The international team that took part in both creating the terraces and cultivating the rice fields was made up of a professional rice farmer as well as locals from the Kassel regions and employees of documenta. A local gardening company used mini excavators to construct the terraces.
Work started in May of 2007, just a few weeks before opening to the public, while filling the fields with water and planting rice began only a few days before the documenta started.
Because of earth movements‚ the other slopes were brown and bare during the opening of the documenta. The team took the water necessary for cultivating wet rice from a lake at the foot. An engine-driven pump moved it to the top basic, from where it was distributed downwards using PVC pipes.
Clash of cultures – Key element of this work
The clash of cultures, impressively shown through the contrast between Wilhelmshöhe Castle and the field, is a key element of this work: On the one hand, the majestic piece of European architecture, symbolizing status and power, embodying Western provenance.
Right beneath, Thai workers use ancient methods to cultivate rice fields.

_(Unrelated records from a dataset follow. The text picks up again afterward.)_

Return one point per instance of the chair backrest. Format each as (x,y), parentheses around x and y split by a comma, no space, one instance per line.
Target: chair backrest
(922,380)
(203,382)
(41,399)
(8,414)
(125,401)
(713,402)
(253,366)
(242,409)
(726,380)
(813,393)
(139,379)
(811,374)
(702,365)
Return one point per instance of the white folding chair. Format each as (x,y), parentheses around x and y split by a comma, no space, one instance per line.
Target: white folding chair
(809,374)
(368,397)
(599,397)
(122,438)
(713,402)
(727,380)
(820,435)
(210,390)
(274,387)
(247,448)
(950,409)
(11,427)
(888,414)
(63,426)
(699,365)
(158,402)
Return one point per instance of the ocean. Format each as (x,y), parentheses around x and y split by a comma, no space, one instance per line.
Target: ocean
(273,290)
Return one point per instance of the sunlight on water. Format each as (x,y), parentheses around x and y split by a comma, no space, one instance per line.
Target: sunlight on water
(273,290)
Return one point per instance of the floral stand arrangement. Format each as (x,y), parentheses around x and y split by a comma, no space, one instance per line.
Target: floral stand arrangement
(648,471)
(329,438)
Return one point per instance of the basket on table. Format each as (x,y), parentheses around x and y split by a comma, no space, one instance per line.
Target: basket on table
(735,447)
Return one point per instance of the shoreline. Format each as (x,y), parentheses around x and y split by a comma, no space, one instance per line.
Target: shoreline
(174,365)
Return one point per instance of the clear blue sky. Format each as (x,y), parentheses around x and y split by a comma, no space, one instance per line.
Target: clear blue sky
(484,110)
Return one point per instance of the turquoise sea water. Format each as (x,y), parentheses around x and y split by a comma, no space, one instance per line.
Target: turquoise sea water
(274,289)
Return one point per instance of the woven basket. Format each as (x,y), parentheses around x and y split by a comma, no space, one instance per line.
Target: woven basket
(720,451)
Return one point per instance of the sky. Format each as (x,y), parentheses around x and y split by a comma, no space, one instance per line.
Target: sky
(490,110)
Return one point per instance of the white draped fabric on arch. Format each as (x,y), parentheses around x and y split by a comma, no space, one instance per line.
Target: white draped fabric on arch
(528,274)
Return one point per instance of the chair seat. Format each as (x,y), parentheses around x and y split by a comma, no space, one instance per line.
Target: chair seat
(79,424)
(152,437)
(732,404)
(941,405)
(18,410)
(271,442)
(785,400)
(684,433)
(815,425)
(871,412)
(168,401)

Working in the rice field represents vastly different values, such as collaboration, growth and development. With this work, Sakarin poses questions: What is the relationship between the farmers and the location? Are there equal partners in this project?
Terraced Rice Field can also be seen as a representation of growth and collaboration. Pulling off documenta 12’s biggest work, an art event that drew 754,000 paying visitors, required an immense amount of negotiation and communication, in which different working methods met in the planning process.
Another major component of the artwork is collective cooperation in which traditional knowledge meets scientific expertise.
There is also a historical component to the artwork. Only a few hundred meters from the Bergpark Wilhelmshöhe are the remains of the “Chinese village” Mou-lang. Built in 1781 by Landgrave Friedrich II, it was a series of artistic buildings that referenced Chinese building style but also had agricultural objectives.
The slope is traditionally used by locals for recreational purposes, especially for sledding in winter and offers incredible views of the castle right behind it as well as the city.
This site-specific project was the first time that wet rice open-air terraces were cultivated in outside fields in Germany. Unfortunately, most terraces couldn’t hold the water. Regardless of what amount got added, it kept trickling away, only to emerge beneath the slope, almost building a new spring.
Four days after the opening, on June 20th, the work on the project ultimately got stopped due to security concerns. Mechanical irrigation was halted because the mountain could have slid. In the process, visitors couldn’t see water surfaces anymore.
However, more importantly than successfully growing crops, Krue-On managed to bring together people from all walks of life, transcending barriers by working next to each other.